“Too many people grow up. That’s the real trouble with the world, too many people grow up. They forget. They don’t remember what it’s like to be 12- years-old. They patronize and they treat children as inferiors. Well, I won’t do that…” -Walt Disney
Tonight was the end-of-the-year party for my 14-year-old son and his friends, both boys and girls. It was the only party I have ever given him that wasn’t just his buddies and he trusted me enough to help him plan it. It started with an amazing magic act. Hart Keene is good enough for a Las Vegas act, making the impossible true.
This is the wonder of childhood: make believe that is more real than real life. Thirty middle schoolers were un-plugged, fully engaged and present. The magician did an old Houdini trick of swallowing needles and thread and pulling them back out of his throat threaded… And if that amazement wasn’t enough, he then uncovered a missing $20 dollar bill inside an uncut kiwi. These were unforgettable, magical moments of childhood.
As darkness fell, the fire pit blazed and the marshmallows toasted. Summer nights with s’mores, hot dogs roasting on sticks and sparklers all around. The night was lit up with laughter, color and friendship. These were the parties that I dreamed of as a child but never attended. I never had the facility for friendship that my children have mastered and I never had a mother who would plan a magical night for me like this one.
My old show lights lit up the basketball court, my older son’s sub woofers blasting out of the open doors as the full moon shone bright over the basketball court turned dance club.
Fully initiated into a future they can’t quite imagine as they make the leap to high school, the party was more than a success.
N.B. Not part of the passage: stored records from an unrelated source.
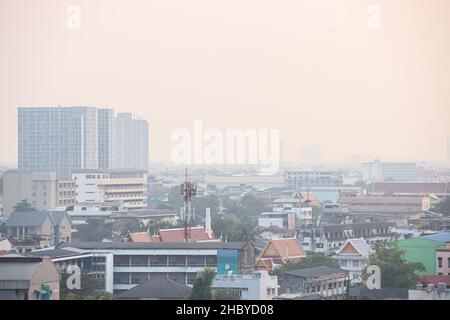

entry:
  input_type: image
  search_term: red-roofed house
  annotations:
[128,232,159,242]
[256,238,306,271]
[159,226,220,242]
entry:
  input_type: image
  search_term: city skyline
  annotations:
[0,0,450,164]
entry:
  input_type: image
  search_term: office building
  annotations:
[18,107,149,179]
[111,113,149,170]
[57,180,76,208]
[447,137,450,165]
[0,256,60,300]
[3,170,57,217]
[72,169,148,209]
[280,266,348,299]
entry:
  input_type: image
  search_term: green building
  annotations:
[397,238,446,274]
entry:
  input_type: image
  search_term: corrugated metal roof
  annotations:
[118,277,192,300]
[6,211,51,227]
[421,231,450,243]
[0,257,42,281]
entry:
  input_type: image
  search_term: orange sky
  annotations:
[0,0,450,163]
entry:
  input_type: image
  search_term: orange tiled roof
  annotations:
[159,227,216,242]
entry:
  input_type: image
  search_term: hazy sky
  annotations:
[0,0,450,163]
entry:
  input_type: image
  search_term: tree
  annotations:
[363,243,425,288]
[238,194,269,216]
[77,218,113,242]
[189,268,216,300]
[13,199,36,212]
[433,197,450,217]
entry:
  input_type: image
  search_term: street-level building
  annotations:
[256,238,306,271]
[211,270,279,300]
[0,256,60,300]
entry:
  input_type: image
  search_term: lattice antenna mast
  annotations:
[181,169,197,242]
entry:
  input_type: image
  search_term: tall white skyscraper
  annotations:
[111,113,149,170]
[18,107,98,178]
It was the beginning of a collective memory that these kids will use as time post on the way to bigger and better things.
I don’t care if I am living vicariously a little in life. These golden moments where I can construct a perfect vision of growing up happens a little inside me too. I get to do it again just the way I would have imagined it so many years ago. The little girl in me is happy, happy for the laughter of now and for being here now.